Presenter: Angelo Cioppa MD
Institution: Montevergine Clinic, Mercogliano, Italy
Abstract
Addressing safety concerns of paclitaxel devices (aneurysmal degeneration/HALO), the polymer-free sirolimus-eluting self-expanding DES (NITIDES™) demonstrates efficacy in 77 high-complexity femoropopliteal cases, offering a novel solution for calcified, long-segment, and CLI lesions.

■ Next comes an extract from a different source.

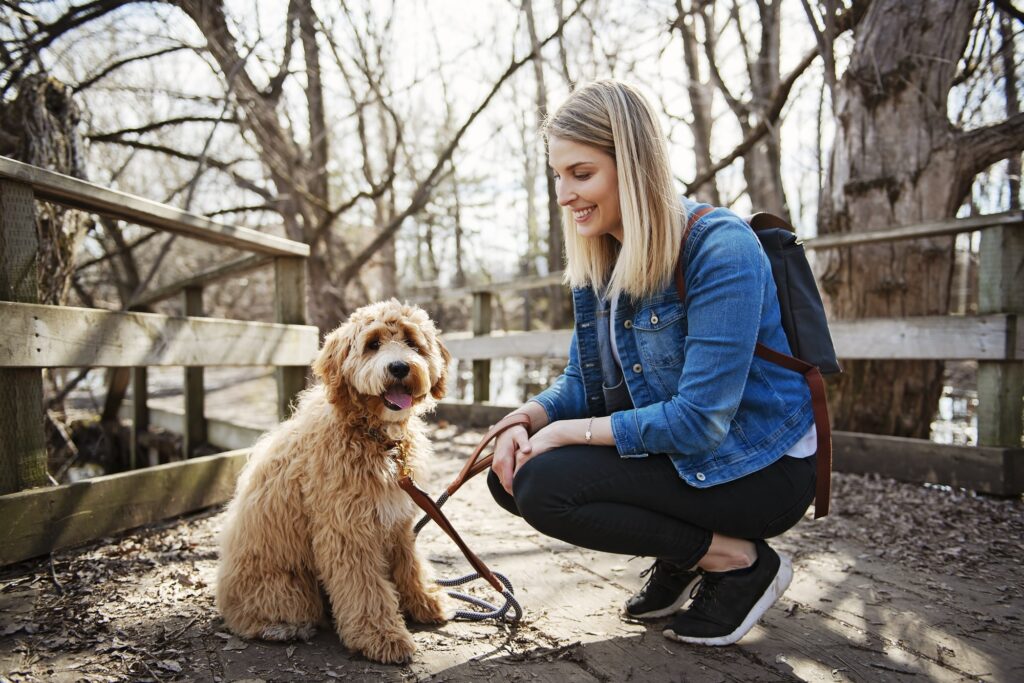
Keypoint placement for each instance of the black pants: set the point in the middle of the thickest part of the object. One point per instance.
(591, 497)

Introduction: Safety Challenges of Paclitaxel Devices
Recent studies indicate potential risks of paclitaxel-coated devices (DCB/DES), including aneurysmal degeneration (DCB) and HALO phenomena (DES) (Katsanos et al., 2018; Zenunai et al., 2023). For long lesions (>15 cm), severe calcification, and chronic limb-threatening ischemia (CLTI), device safety and durability remain challenging. NITIDES™ DES, featuring a polymer-free platform + sirolimus-fatty acid composite (Amphilimus™), emerges as a promising alternative.
Study: Real-World Data of Complex Lesions
1. Patient Profile (n=77)
High-Risk Cohort: Diabetes (46.7%), dialysis (25%), Rutherford ≥3 (98.7%), CLI (48.1%)
Vs. ILLUMINA Trial: Longer lesions (151mm vs 72.5mm, p<0.001), severer stenosis (92.5% vs 84.3%, p<0.001)
2. Lesion Complexity
3. Technical Innovation
Retrograde Recanalization: For antegrade-failure CTO cases (case demonstration)
Precise Implantation: Abluminal reservoir technology ensures directional sirolimus delivery
4. Endpoints
Primary: 12-month MAE (all-cause death + amputation + CD-TLR)
Safety Core: HALO incidence (6/12/18/24-month duplex surveillance)
Technology Highlights: Why NITIDES™ for Complex Lesions?
Polymer-Free Platform
Eliminates polymer-induced inflammation, reducing late thrombosis risk.
Amphilimus™ Formulation
Sirolimus + fatty acid: 3× lower IC₅₀ vs. paclitaxel, enhancing bioavailability.
Abluminal Reservoir
Directional drug release sustained over 2-3 months (covers vascular repair phase).
Delivery Optimization
6F-compatible/0.035″ guidewire: Superior trackability (Reference: Medtronic Prevail DCB pushability 210gf).
Technical Note: While paclitaxel DCBs excel in pushability (e.g., Prevail™ 210gf), NITIDES™ combines mechanical support + controlled elution for diffuse lesions.
Conclusion: Future Directions
1.Safety First: Sirolimus devices mitigate paclitaxel toxicity in long/calcified/CLTI lesions.
2.Clinical Implications:
Prioritize retrograde access + directional drug delivery for CTOs.
Aggressive lesion preparation (IVL/atherectomy) for calcified segments.
3.Research Outlook: NITIDES™ 1-year MAE/HALO data at LINC 2025 will validate polymer-free DES efficacy.
Practice Guidance: For Rutherford 4-5 diffuse femoropopliteal disease, consider polymer-free DES + intravascular imaging to balance scaffolding and patency.